How does your company mitigate the risk of companies not having full control over their employees and potentially facing negative consequences for both parties?
Dee acknowledged the legal complexities surrounding accepting the EOR model in different countries. The recognition and regulation of EOR vary from country to country. Germany, for example, has clear legislation allowing EOR models and requires licensing for compliance. France operates a unique model called “portage salarial,” which is a regulated space where EORs provide services to workers rather than directly to companies. In the UK, EOR is not expressly regulated but is not restricted by employment or contract law.
Dee explained that their company, Boundless, operates under different models based on the legal landscape of each country. They employ a tripartite co-employment arrangement where Boundless is named as the employer of record responsible for compliance, while the customer company manages the relationship with the worker and allocates work. The worker is the third party in this agreement. The specific structure and legal recognition of EOR vary, and Boundless adapts its operations accordingly. In some cases, they act as an employment agency to comply with local laws. However, Dee emphasized that not all EOR companies prioritize risk mitigation and compliance. Some disregard legal limitations, which could pose significant risks for their customers. For instance, except in limited circumstances, EOR is expressly prohibited in Spain. Dee highlighted the importance of asking prospective EOR providers about their approach to compliance and how they navigate legal challenges. As a compliance-focused company, Boundless strictly adheres to the law and avoids supporting EOR relationships where it is not legally permissible.

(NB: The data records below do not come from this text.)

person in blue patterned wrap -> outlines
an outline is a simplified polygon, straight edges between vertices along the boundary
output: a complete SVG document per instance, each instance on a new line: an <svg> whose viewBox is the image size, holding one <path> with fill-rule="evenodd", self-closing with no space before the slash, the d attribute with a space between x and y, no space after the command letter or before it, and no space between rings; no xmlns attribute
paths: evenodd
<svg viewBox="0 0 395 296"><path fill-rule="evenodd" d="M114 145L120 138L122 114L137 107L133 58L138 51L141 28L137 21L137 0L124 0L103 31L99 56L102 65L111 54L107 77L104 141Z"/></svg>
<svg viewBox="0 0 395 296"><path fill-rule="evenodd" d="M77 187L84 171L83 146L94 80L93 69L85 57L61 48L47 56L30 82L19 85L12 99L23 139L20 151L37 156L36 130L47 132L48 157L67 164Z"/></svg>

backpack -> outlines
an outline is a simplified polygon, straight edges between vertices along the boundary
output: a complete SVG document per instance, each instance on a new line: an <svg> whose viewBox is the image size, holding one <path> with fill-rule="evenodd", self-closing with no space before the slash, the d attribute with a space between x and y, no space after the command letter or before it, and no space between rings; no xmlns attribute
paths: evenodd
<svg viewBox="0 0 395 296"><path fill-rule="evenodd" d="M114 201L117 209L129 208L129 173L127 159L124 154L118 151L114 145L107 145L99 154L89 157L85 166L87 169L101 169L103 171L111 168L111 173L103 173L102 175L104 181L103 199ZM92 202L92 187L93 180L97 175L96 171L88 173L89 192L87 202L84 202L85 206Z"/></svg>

Could you share three tips for companies new to global hiring, focusing on a successful international hiring experience?
Dee provided insights on three key areas for companies venturing into global hiring. Firstly, she emphasized the complexity of international team pay. Leaders need to establish a clear compensation philosophy and approach. This involves deciding whether to benchmark salaries to a headquarters (HQ) country or to the local market rates. The importance of consistency in compensation practices was highlighted to avoid disparate pay scales that can complicate management and future adjustments. Dee also emphasized the need to consider varying employer taxes and income taxes in different countries, as these factors significantly impact costs and take-home pay.
Secondly, Dee discussed the significance of communication and collaboration in distributed teams. When there is a central HQ office and remote team members, avoiding creating a divisive “them and us” culture is crucial. Creating intentional practices, such as ensuring everyone joins meetings with cameras on and providing equal opportunities for participation, helps foster a cohesive and inclusive work environment.
Lastly, Dee stressed the importance of bringing remote team members together periodically. Face-to-face interactions allow team members to form stronger relationships, enhance communication, and increase productivity. At Boundless, Dee’s company, they organize in-person gatherings three times a year, which significantly impact the team’s dynamics and effectiveness.
In conclusion, companies entering the realm of global hiring should prioritize considerations such as establishing a clear compensation approach, fostering inclusive communication and collaboration practices, and organizing opportunities for face-to-face interactions. Organizations can lay a strong foundation for successful international hiring experiences and effectively manage their global workforce by focusing on these areas.